I’m still not 100% sure I like the layou yet, and I’m still playing around to get a better shaded area, but I think it’s a good start so I thought I’d share! It’s a 3’ viv, the snake is very small, only a few months old so breaking all the “rules” that I’ve been told in my earlier years, small snake small viv, they’ll get stressed etc. well, let’s find out shall we. 😁


----------



## Rshimmin (Sep 13, 2016)

Full view. The trailing plant from the top right is going my head in, I can never get it right but that’s where the little guy is spending all his time so far! I’m liking it, but there’s work to be done it still looks a little messy to my eye.








Hot side. He can hide under the rock as well as the greenery.

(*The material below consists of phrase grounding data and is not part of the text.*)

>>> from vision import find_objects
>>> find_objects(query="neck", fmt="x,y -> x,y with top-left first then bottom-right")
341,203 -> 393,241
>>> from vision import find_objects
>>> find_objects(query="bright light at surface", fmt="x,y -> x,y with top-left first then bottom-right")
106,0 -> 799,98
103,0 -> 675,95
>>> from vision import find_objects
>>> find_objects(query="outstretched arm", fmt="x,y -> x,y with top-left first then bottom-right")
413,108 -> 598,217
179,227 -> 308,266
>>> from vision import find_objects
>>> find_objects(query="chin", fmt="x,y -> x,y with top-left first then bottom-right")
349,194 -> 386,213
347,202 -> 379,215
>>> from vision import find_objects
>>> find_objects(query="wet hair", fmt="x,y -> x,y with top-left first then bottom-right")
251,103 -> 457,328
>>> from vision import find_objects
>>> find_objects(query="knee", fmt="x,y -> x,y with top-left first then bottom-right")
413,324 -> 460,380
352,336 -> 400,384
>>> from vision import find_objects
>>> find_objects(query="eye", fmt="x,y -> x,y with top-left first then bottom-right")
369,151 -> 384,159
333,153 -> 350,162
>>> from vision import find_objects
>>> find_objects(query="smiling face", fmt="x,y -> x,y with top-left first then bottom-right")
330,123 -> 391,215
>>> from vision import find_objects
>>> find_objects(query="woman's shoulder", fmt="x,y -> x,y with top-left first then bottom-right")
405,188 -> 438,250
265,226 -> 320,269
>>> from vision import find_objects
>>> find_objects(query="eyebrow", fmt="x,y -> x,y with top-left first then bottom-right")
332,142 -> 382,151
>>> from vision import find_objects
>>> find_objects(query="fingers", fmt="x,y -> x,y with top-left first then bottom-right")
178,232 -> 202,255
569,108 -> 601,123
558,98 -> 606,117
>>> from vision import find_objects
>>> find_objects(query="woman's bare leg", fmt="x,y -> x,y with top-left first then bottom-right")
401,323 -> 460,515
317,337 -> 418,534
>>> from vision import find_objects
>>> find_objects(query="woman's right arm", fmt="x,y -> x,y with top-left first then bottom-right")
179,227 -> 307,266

cold side. Still not quite shaded enough yet I don’t think.


----------



## Rshimmin (Sep 13, 2016)

This is the little guy. Got some lovely gold body colour starting to come through as you can see, really looking forward to seeing him develop. Big shout out to Wyre forest reptiles where I got him. Super friendly bloke, very helpful and accommodating to my bizarre requests!


----------



## LiasisUK (Sep 30, 2019)

Viv looks great


----------



## Spades (3 mo ago)

Stunning little okeetee. I personally haven’t had any issues putting young snakes in larger appropriately decorated vivs with lots of hides, at least once the initial monitoring is done (take that with a pinch of salt as I’ve only ever had two very young snakes, but I know that experience is shared with many). The only challenge is finding them. I think the viv looks great!


----------



## Rshimmin (Sep 13, 2016)

Spades said:


> Stunning little okeetee. I personally haven’t had any issues putting young snakes in larger appropriately decorated vivs with lots of hides, at least once the initial monitoring is done (take that with a pinch of salt as I’ve only ever had two very young snakes, but I know that experience is shared with many). The only challenge is finding them. I think the viv looks great!

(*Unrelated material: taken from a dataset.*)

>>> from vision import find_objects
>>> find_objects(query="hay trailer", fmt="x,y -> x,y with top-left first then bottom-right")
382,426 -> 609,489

Thanks, it’s the first time I’ve don’t a viv this size with a snake this size, and given hatchlings are pretty nervous as they get eaten by everything in the wild I’d be interested to see how he responds. The faunarium was a good size and after a couple of days he was out all day basking and moving about, so he seems like a confident little guy.


----------



## Swindinian (May 4, 2020)

That’s a nice setup, and plenty of cover!
Great to see a new thoughtful contributor 😁

It will be fun watching the ontogenetic colour change, especially the purple to orange; I would not be able to pick out a baby okeetee from a normal, but the adults look stunning.

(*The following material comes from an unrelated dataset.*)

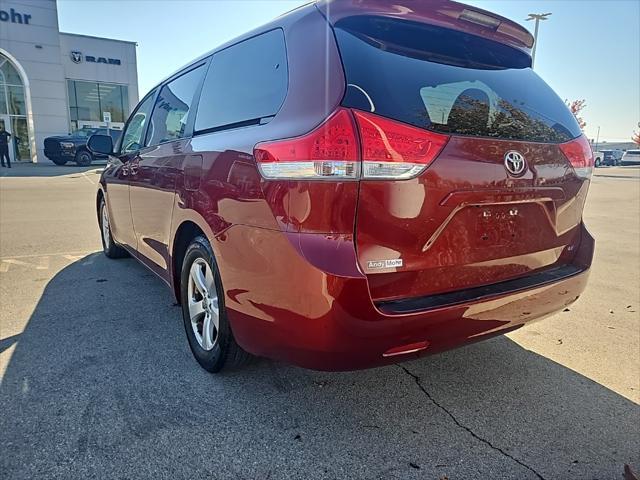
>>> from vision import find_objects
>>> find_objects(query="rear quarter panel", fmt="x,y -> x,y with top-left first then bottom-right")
169,6 -> 350,307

I doubt he will use the vertical branches much, but it looks good, and always good to offer options; they do climb.

I have a juvenile tessera (named Amber). She only occasionally frequents the warm end (usually to defecate under the hide). More often rather than directly basking, she elevates onto structures in mid section, or cool end, where it might be warmer than ground level. Mostly she frequents the cooler lower areas.

I am rigging up a 4 foot viv for her with a sky hide at the cool end - I have an incling she might use it.
She also only uses the moist hide once the moss has dried out 😂🤣

She is such a sweetie, and often pokes her head out to watch me 🥰


----------



## Rshimmin (Sep 13, 2016)

Thanks, yeah it’s tricky when they are small, but if you look closely at the saddles the thick black borders are evident already.
The vertical branches are really just to give the illusion of trees, I’ve seen snakes climb them plenty but for the little one he seems to prefer tangling himself up in the greenery, hence the abundance of it! It’s feeding day tomorrow so hopefully he’ll come out of hiding and have a feed 🤞
It’s funny how some snakes like to be cool and heat up from time to time, where others like to be warm and cool down from time to time. He was very active in his faunarium he was constantly thermoregulating. Probably learning what his preferred temp is? Who knows.


----------



## Somebody (1 mo ago)

Nice vivarium! Looks natural


----------